I thank all who took the time to answer and list the replies below:
Dr D N Lambrou replied:
Obviously you can analyse the number of occurences using
a Poisson regression, where area, streat and year are modelled as
factors. Any package handling Generalized Linear Models
could do easily the job for you.
The only difficulty with the above approach is that you have the "zero
inflation" problem.
There are two ways in avoiding this difficulty, i.e. the "zero inflated"
count model and
the finite mixtures model. Useful discussion about these approaches can
be
found in "Regression Analysis
of Count Data" by Cameron & Trivedi and published by Cambridge
University
Press (Ch 4, I think).
Another useful reference is "Modeling Frequency & Count Data" by
Lindsey and
pulblished by Oxford
University Press.
Paul R. Swank, Ph.D. replied:
It looks to me like a zero inflated Poisson (or ZIP) model.
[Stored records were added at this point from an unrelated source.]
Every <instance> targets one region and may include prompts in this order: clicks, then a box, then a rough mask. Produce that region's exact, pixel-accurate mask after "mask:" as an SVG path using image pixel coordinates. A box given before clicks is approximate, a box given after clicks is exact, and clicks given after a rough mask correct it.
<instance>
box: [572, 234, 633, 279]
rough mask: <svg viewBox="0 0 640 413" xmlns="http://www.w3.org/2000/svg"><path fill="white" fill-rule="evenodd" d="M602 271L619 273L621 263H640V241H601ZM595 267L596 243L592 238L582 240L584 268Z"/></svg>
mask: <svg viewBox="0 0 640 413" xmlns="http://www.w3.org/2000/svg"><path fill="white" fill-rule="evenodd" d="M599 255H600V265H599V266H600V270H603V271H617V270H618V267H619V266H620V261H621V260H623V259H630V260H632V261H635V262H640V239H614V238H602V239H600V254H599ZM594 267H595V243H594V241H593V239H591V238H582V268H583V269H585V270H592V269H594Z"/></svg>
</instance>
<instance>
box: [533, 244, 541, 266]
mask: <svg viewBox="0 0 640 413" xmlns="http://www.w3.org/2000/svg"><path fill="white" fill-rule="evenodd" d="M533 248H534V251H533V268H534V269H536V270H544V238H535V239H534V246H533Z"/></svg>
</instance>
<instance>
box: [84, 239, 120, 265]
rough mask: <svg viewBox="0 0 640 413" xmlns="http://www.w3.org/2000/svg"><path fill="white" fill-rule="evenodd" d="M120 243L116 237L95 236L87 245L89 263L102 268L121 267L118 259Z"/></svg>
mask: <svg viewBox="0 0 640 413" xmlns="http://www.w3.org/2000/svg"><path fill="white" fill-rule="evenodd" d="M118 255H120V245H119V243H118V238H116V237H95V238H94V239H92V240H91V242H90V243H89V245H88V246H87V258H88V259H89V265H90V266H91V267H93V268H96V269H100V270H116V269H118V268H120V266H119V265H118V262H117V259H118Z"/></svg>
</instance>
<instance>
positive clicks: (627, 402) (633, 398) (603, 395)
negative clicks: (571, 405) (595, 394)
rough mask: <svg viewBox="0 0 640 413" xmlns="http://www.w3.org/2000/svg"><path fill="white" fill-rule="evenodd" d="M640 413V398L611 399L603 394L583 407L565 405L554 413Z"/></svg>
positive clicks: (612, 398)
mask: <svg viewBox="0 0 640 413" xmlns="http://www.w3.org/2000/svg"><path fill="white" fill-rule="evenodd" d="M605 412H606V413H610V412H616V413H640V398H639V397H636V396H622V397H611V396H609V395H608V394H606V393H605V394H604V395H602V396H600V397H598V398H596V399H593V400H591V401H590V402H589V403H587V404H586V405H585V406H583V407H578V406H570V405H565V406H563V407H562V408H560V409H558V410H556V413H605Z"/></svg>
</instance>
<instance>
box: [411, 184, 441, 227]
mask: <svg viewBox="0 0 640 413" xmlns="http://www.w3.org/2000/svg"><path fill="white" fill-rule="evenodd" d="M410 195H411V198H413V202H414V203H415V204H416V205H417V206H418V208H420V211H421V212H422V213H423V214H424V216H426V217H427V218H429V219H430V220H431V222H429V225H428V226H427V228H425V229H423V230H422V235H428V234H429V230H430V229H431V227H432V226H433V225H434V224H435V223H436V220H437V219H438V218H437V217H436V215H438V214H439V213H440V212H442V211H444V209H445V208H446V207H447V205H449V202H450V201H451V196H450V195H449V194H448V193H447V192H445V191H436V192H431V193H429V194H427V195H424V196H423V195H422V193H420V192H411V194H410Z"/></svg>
The event is
modeled as following one of two distributions, binomial for yes, no
and, if
this is yes, then poisson for the number of observations. This is a
difficult model to run. I have run it on SAS using NLMIXED and figure it
might be done with Mlwin.
Liz Hensor replied:
Although I am no expert, having only just started out in the field of
statistics, it sounds to me as though you require a three-factor mixed
ANOVA, with two between-subjects factors (AREA, STRAIN) and one
within-subjects factor (YEAR). I would be interested to receive copies
of any other advice you receive, please.
|